The side effects of the drugs frequently left her bed ridden with nausea, hair loss, lack of appetite, weight loss and, later, weight gain. After four months, the chemotherapy stopped working so doctors increased the strength of the drugs, until those, too, failed to have an effect. Radiotherapy was a last-ditch effort to save her from the cancer, which left her as an inpatient at St James’s Hospital in Dublin surrounded by those much older and, at times, doing quite poorly.

If you think about it: you’re 22, you’re final year in college and then, all of a sudden, you’ve got to move back in with your parents, you’re relying on them potentially for toileting

—  Dr Scheryll Alke

“It just felt like I never met anyone that was like me,” she said. “I just felt completely alone at that time.”

Of the 44,000 people diagnosed with cancer in Ireland each year, Stacey is part of a relatively small and traditionally overlooked group of about 180 adolescents and young adults (sometimes known as AYAs in medical circles) diagnosed with cancer each year.

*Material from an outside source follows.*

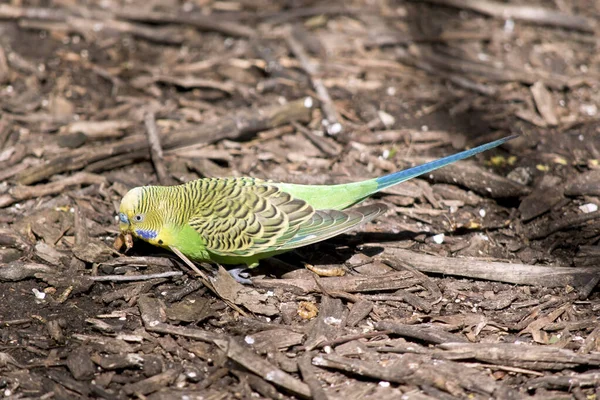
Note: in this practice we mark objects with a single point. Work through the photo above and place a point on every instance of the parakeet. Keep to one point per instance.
(243, 220)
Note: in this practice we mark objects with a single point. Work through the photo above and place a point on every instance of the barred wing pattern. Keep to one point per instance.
(244, 217)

At the time, her treatment was bundled in with adults old and young – but things are changing, slowly.

Among cancer patients aged 16-24 in Ireland, survival rates are relatively high at 85 per cent across the board but, unlike other age groups which have seen rates improve over the years, many young people’s cancers have seen success rates improve modestly, not at all or decreased.

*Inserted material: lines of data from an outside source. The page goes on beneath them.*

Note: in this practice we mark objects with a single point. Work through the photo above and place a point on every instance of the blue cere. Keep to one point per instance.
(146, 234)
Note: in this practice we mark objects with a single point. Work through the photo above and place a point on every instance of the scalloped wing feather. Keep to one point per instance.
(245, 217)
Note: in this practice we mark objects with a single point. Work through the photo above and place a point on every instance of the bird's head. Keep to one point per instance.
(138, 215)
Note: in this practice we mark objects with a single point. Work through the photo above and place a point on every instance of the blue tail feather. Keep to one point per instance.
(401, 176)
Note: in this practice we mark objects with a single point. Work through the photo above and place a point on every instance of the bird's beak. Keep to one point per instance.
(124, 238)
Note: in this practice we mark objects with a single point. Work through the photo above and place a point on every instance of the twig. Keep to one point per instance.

“The tumour types [in adolescent and young adult patients] are very distinct compared to what happens when people get older,” said Dr Scheryll Alken, consultant in adolescent and young adult cancer at Children’s Health Ireland, Crumlin, and St James’s Hospital. “The difficulty with AYA groups is that they don’t quite fit into the program for paediatrics because a 16-year-old is not the same as a 10-year-old and they’re not quite served by a programme that’s designed to look after cancers in older patients.”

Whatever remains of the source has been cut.